Add a new edge to pipe the flatscan output to the viewer.

  {
    "source": "navigation.subgraph/interface/flatscan_for_localization",
    "target": "image_flattening/FlatscanViewer/flatscan"
  },

Also you will need to give the viewer the reference frame for publishing the beam lines, so add the following into the config for image_flattening like this.

"image_flattening": {
  "isaac.rgbd_processing.DepthImageFlattening": {
    "min_distance": 0.1,
    "max_distance": 10.0,
    "height_min": 0.08,
    "height_max": 0.20,
    "ground_frame": "robot",
    "camera_frame": "realsense_camera",
    "range_delta": 0.015,
    "sector_delta": 0.008
  },
  "isaac.alice.Throttle": {
    "data_channel": "input",
    "output_channel": "output",
    "minimum_interval": 0.1,
    "use_signal_channel": false
  },
  "FlatscanViewer": {
    "flatscan_frame": "robot"
  }
},

When you re-run your app now you should see a new channel appear in the Channels list under image_flattening called FlatscanViewer. You may need to check the box to enable the stream in sight.

You can now see the output from the view by right clicking on the Map viewer and selecting Settings. Then in the Select Channel dropdown find the beam_endpoints and select it. Click Add Channel and then Update to go back to the viewer where you should now see the beam end lines. You can repeat this again and add the beam_lines channel to also view the beam lines.

Hope you can get that working now. I still consider myself a novice with isaac, it can be a steep learning curve with it and there is a lot that is not documented. I have noticed a lot more activity on the forums now, and that’s really good for everyone, so happy I can help.

Hi stephen.amos,
Thank you for the solution,

May I ask you more question.
If I want to use DepthImageFlattening as a second lidar, what I should do?
FlatscanViewer2 seems to be empty.
And sometimes an error is occurring
2020-07-07 15:24:46.331 PANIC engine/alice/components/PoseTree.cpp@84: Cannot set the transformation lidar_2_lattice_T_lidar_2 at time 1.605370


This is my configuration

{
      "source": "main_hardware.interface/subgraph/realsense_flatscan",
      "target": "delivery.interface/subgraph/flatscan_2"
},

{
      "source": "interface/subgraph/flatscan_2",
      "target": "navigation.subgraph/interface/flatscan_2_for_obstacles"
},
{
      "source": "interface/subgraph/flatscan_2",
      "target": "navigation.subgraph/interface/flatscan_2_for_localization"
}
"navigation.localization.global_localization": {
    "GridSearchLocalizer": {
      "tick_period": "250ms",
      "use_second_flatscan": true
    }
},

Hi Max,
Looks like your two flatscan inputs are all setup fine. In isaac 2020 the navigation system was extended to handle 2 lidars, the error you are getting is because normally for each lidar device you would set a pose in the pose tree (you can see the pose tree in sight), the pose lets isaac know how the lidar is oriented and positioned relative to the robots body. The error message is saying that it cannot find this pose for the second lidar, obviously because this is in fact the camera and not a second lidar. What it’s looking for is for you to have a node called lidar_2 and that node to then have a pose in the pose tree between the lidar2 and lidar_2_lattice. The lidar_2_lattice node should have already been generated by the local planner so should be visible in sight. At this point I am guessing a bit more as to how you can fix this, but I would try renaming your realsense_camera node to lidar_2. This may still not work as it depends where in the navigation stack it wires up the lidar_2 to the lidar_2_latice, so you may have to use a PoseInitializer to create this yourself if it’s not being generated.

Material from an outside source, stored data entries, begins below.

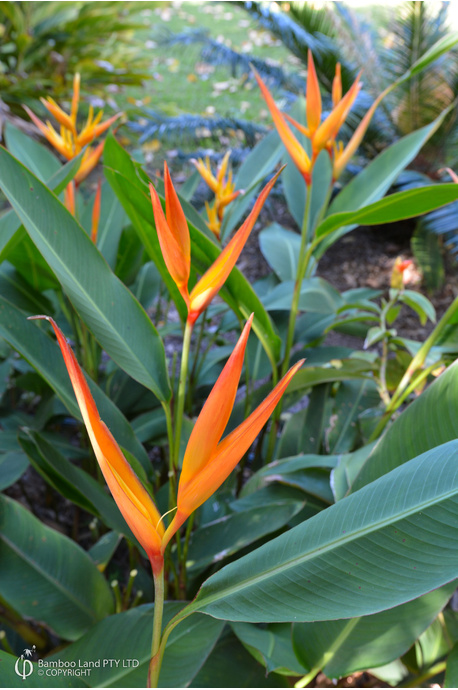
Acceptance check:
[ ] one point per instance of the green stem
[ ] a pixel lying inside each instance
(302, 265)
(416, 363)
(181, 391)
(155, 664)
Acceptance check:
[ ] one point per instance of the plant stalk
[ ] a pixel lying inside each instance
(155, 663)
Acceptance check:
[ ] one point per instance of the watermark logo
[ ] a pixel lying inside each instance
(23, 666)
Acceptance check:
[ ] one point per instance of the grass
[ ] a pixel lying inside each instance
(183, 83)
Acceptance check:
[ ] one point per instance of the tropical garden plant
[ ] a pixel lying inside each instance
(331, 547)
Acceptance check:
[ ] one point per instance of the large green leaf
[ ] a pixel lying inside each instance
(128, 636)
(231, 666)
(237, 292)
(111, 312)
(374, 181)
(44, 355)
(46, 576)
(392, 541)
(341, 647)
(430, 420)
(12, 466)
(11, 230)
(217, 540)
(280, 248)
(272, 646)
(399, 206)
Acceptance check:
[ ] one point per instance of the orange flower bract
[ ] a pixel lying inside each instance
(132, 499)
(173, 235)
(208, 461)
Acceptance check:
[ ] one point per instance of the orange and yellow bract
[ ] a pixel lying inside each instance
(173, 233)
(223, 188)
(207, 462)
(69, 142)
(322, 135)
(132, 499)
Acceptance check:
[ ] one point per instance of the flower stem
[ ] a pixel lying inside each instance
(302, 265)
(181, 391)
(155, 663)
(416, 363)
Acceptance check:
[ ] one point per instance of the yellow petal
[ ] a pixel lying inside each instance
(213, 280)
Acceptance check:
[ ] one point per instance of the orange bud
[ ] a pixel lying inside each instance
(90, 159)
(96, 212)
(173, 235)
(213, 280)
(327, 131)
(132, 499)
(313, 104)
(294, 148)
(337, 86)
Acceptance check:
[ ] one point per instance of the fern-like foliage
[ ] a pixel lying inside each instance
(218, 53)
(188, 127)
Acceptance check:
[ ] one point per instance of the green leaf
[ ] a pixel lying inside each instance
(272, 646)
(377, 177)
(443, 45)
(280, 248)
(339, 370)
(46, 576)
(237, 291)
(451, 674)
(341, 647)
(317, 295)
(72, 482)
(399, 206)
(44, 355)
(11, 231)
(230, 665)
(432, 419)
(217, 540)
(390, 542)
(112, 220)
(12, 466)
(111, 312)
(128, 636)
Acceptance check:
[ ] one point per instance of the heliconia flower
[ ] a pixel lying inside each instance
(337, 86)
(343, 155)
(322, 135)
(297, 152)
(223, 188)
(213, 222)
(133, 500)
(96, 212)
(173, 235)
(208, 461)
(69, 143)
(313, 97)
(397, 274)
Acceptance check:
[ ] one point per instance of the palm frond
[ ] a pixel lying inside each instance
(218, 53)
(188, 127)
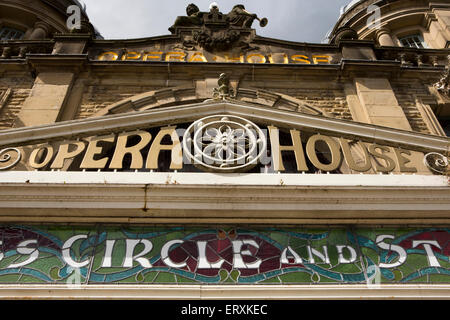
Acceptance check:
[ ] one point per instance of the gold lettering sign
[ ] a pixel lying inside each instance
(192, 57)
(317, 151)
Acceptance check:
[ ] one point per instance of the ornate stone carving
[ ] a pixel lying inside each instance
(225, 90)
(215, 31)
(224, 144)
(443, 86)
(7, 160)
(193, 18)
(436, 162)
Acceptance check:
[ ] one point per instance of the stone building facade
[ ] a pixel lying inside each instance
(322, 169)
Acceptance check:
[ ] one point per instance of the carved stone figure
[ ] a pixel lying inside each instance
(193, 19)
(215, 31)
(239, 17)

I would say that so far as I understand the way that the navigation stack works, it was probably not originally set-up to cater for your scenario, however I cannot see any reason why it should not be possible to get it to work. I would maybe think about if you actually need to have both inputs for localisation, as this will probably have an impact on performance.

That’s probably as far as I can help with that one, but I hope you can work that out, or someone else can help further.